Even if it is not resolved, in some senses. If the body is Bishop’s, we’ll never know why he did it, or where he spent those five years between the killings and his own death. For years I knew the street on which the Bishop residence was located but not the house number. And I’d long thought that this was a head-scratching case of responsible-family-man-inexplicably-turned-savage-murderer. But then all of a sudden my Google searches started turning up results they never used to. The house number suddenly was everywhere. (Prompting me this spring to drive over there, take pictures, and make Lynn eye me more nervously that she had before.) Also, the Internet now is rife with mentions of Bishop’s having been under psychiatric care in the years before the murders. And also, of his having been a huge narcissist whose own mother once had scolded him at a dinner party for his rudeness toward others, and had warned him of a “comeuppance” that she might have lived to see, if her rude son hadn’t first crushed in her skull with a household tool.
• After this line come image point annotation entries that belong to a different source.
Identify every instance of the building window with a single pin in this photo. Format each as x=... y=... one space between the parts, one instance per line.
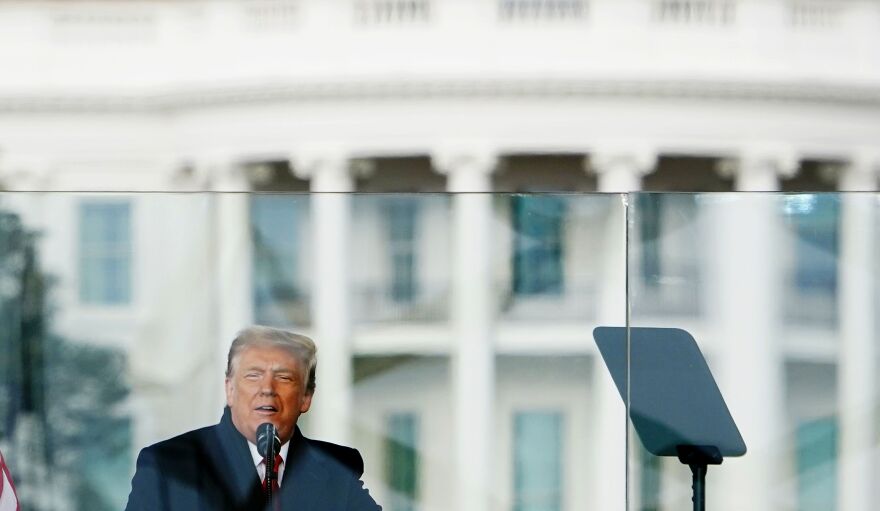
x=813 y=220
x=538 y=221
x=105 y=252
x=666 y=256
x=276 y=296
x=816 y=460
x=543 y=10
x=537 y=458
x=402 y=461
x=401 y=214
So, if the body exhumed in Alabama—which belonged, according to eyewitnesses, to a shambling, middle-aged-looking man who was wearing several layers of clothing at the time he was killed—does prove to be that of Brad Bishop, it shouldn’t come as any huge surprise. Alabama isn’t terribly far from the Smoky Mountains, and the journey from one place to the other may have been roughly as linear as might have been a mentally ill man’s journey from respectability, to homicidal rage, to cognitive descent into foggy homelessness and heedless perambulation.

But I have to concede, I’ll feel some disappointment if that proves to be the case. Not that I’ve ever felt that Brad Bishop deserved the decades of freedom I’ve imagined for him. But, rather, because I relished thinking of him sitting pretty, smugly convinced that he’d gotten away with murder, only to find that all his linguistic brilliance and cunning couldn’t save him from justice in the end. (And I do mean “the end.” See that earlier prison reference.)

Last week’s Washington Post story quoted a now-retired State Department colleague of Bishop’s, Roy Harrell, on the matter of “comeuppance.” He says he was sitting at the dinner table with Bishop and his family in Addis Ababa, Ethiopia, in 1965 or 1966. The final line of the Post article was this:

“Regarding the possibility of Bishop being run over by a car, Harrell said, ‘I would think that this is what his mother referred to as his comeuppance.’”

Maybe. But I personally think she would have preferred my scenario—self-proclaimed criminal mastermind rotting in prison (there being no death penalty in Maryland)—rather than the image of some addled bum shambling aimlessly down the road one second, dead the next.

See? That’s dark. But nowhere near as dark as Armageddon. The Bishop story may even have a happy ending, depending on how you define such things.